Now, I'm not one to make huge silly goals for the upcoming new year, but with 2015 being so life changing and eye-opening, I'd like to set some goals and things to work on for 2016. Without further ado, here are my 2016 "New Year's Resolutions":
#1: Drink more water. Goals like this aren't unrealistic and is something I think should be on everyone's list to work on. I've realized during this past year how dehydrated I was each and every day; I was almost always tired even though I'd get 8+ hours of sleep and getting headaches almost daily. I seem to get caught up in my daily activities that I just forget to drink water; which seems quite silly, but hey, some how I've mastered it.
#2: Maintain a positive attitude. Everyone has their days where depression really kicks their butt. For me, however, I seem to suffer from depression more frequently. I'm hoping for 2016 to be positive and full of excitement and adventure. I'm going to try to re-wire my brain, and although I know I can't fully escape depression, I can at least make it minimal. I want to work on having a positive outlook on life and being genuinely happy each and every day. Maintaining a positive attitude also depends on who you surround yourself with, so with that being said I plan on blocking out the negative people in my life and focusing on those who support me and my decisions along with pushing me to be a better person.
#3: Work through my anxiety. Throughout 2015 my anxiety seemed to sky-rocket. Mainly due to a change in environment: College, work, and where I live. My anxiety seemed to stop me from doing many things, such as join clubs/go to events, hangout with friends/coworkers outside of work, explore my new city, etc. I think this was troubling because I didn't actually realize that I had anxiety and I wasn't fully educated on what it is. Now that I know that I have anxiety I look forward to educating myself about it and how to deal with it throughout 2016. With that being said, I hope 2016 will be the year where I can put a damper on this issue and allow myself to live a somewhat normal life.

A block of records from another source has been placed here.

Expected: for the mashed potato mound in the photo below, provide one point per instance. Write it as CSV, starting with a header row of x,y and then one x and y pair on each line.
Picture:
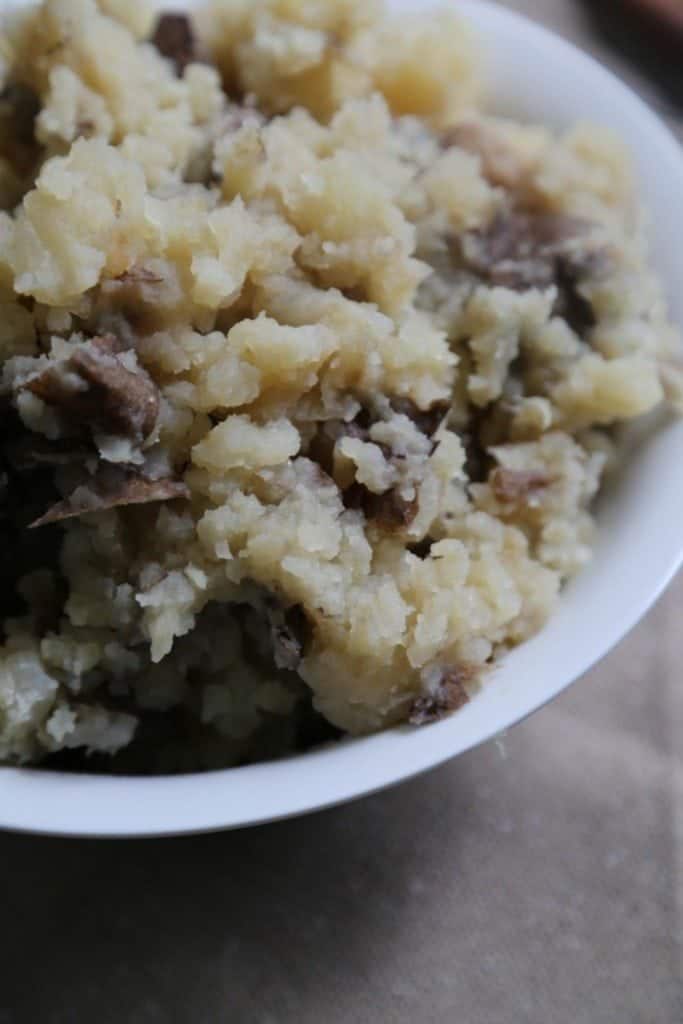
x,y
311,370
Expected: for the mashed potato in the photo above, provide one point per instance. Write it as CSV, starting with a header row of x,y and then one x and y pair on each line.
x,y
310,374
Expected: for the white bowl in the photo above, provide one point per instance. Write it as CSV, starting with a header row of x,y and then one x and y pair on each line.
x,y
640,547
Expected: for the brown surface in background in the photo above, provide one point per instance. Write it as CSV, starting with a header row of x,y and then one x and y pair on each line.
x,y
538,883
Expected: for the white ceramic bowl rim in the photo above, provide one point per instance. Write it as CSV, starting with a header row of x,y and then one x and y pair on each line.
x,y
640,548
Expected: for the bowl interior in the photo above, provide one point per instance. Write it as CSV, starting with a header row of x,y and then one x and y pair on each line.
x,y
640,545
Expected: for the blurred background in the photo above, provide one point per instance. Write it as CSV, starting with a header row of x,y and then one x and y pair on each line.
x,y
536,881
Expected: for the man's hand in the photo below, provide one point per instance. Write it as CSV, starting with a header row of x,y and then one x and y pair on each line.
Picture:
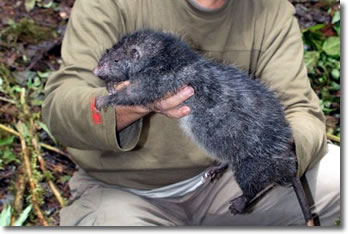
x,y
171,106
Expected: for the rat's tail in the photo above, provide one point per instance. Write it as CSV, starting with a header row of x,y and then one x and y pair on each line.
x,y
301,196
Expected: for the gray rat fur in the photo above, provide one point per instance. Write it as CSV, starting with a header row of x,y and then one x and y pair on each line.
x,y
234,117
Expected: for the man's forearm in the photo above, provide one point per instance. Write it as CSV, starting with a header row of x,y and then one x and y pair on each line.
x,y
169,106
126,115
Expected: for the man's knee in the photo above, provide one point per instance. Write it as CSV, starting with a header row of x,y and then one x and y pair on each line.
x,y
112,207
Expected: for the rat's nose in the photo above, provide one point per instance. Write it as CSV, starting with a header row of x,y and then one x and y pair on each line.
x,y
96,71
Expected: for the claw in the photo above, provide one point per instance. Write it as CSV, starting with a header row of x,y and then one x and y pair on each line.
x,y
110,87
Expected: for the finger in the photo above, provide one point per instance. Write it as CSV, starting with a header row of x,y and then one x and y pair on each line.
x,y
174,100
121,85
177,112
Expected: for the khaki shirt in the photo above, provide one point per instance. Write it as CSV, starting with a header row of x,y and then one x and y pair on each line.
x,y
261,37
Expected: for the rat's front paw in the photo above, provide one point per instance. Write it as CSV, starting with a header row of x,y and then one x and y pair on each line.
x,y
238,205
100,102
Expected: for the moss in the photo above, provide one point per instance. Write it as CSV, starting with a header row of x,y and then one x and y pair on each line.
x,y
28,31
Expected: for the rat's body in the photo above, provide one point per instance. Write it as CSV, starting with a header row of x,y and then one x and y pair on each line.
x,y
234,118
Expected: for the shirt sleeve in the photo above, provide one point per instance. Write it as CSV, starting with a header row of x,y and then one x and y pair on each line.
x,y
68,106
281,67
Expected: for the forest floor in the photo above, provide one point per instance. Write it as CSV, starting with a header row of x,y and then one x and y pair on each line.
x,y
31,160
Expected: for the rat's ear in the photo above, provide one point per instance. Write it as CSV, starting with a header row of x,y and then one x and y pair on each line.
x,y
134,53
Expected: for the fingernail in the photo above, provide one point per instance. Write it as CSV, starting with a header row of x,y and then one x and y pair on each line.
x,y
188,91
186,110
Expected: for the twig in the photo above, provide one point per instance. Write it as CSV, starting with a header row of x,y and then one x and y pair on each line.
x,y
43,165
20,185
7,100
9,130
43,145
54,149
34,199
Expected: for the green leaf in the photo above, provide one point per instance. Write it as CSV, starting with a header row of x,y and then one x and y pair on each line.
x,y
24,215
334,86
335,73
337,28
5,216
29,5
26,133
311,59
8,157
45,128
7,140
336,17
332,46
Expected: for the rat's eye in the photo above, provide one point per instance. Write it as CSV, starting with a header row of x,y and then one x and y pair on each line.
x,y
134,53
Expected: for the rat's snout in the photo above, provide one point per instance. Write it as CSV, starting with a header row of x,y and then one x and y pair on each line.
x,y
96,71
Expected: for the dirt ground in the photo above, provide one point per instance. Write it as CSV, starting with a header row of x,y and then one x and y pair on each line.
x,y
28,50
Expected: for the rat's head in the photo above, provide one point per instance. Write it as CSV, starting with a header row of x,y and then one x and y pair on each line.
x,y
131,54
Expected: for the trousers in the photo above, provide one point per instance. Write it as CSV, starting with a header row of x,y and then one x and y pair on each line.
x,y
97,204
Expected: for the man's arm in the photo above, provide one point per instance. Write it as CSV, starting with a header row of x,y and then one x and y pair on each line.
x,y
281,67
170,107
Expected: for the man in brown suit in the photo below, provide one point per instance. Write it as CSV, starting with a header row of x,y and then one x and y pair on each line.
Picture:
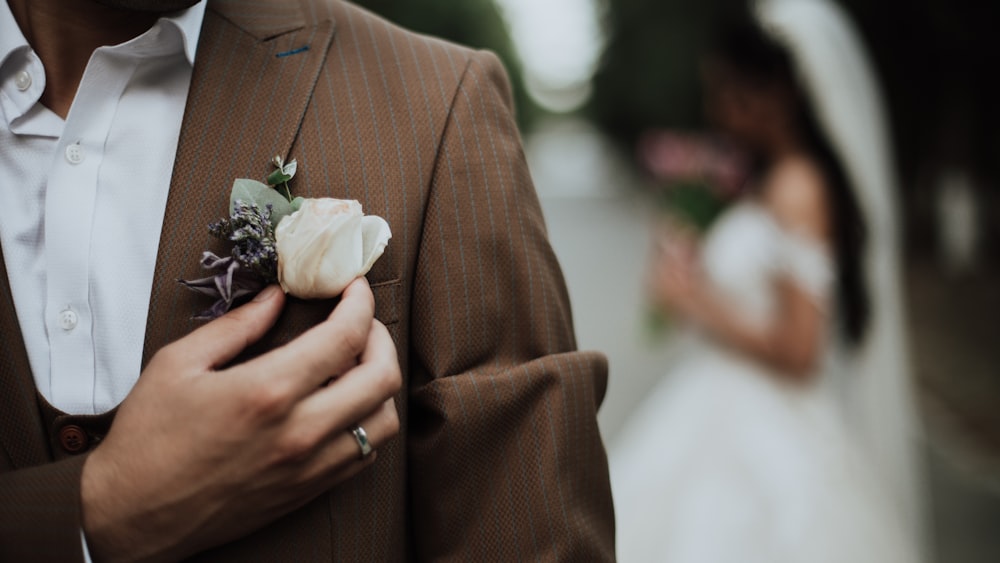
x,y
498,455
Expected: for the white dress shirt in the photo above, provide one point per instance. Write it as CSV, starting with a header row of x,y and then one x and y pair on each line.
x,y
82,203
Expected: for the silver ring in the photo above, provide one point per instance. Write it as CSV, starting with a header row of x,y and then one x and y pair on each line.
x,y
362,439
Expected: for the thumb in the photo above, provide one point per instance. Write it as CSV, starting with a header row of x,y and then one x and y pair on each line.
x,y
221,340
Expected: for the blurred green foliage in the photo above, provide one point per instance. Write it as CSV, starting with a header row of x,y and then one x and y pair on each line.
x,y
475,23
649,74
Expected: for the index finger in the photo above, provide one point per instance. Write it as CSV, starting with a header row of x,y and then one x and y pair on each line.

#4: Focus on myself. Throughout the past year I really didn't give myself much 'me' time. For the first half of the year I had two part-time jobs, I was in college full time, and the rest of my free time was spent between my boyfriend, and attempting to spend an equal amount of time between my mom and my dad. I didn't really even have time to breathe or think. The rest of the year went by just as quickly as the first half. Day's seemed to blend together and before I knew it I was back in school trying to balance my time between school and work. I definitely need to slow down and worry about my health and well-being. I think that everyone needs time to themselves, even if it is just an hour or two a day or once a week. This year I plan on giving myself "Mental health days" where I can relax and not have to worry or be in a rush. I don't want to regret anything nor look back and wish that I did this or that: No FOMO for me (Fear.Of.Missing.Out).
Do you have any New Year's Resolutions?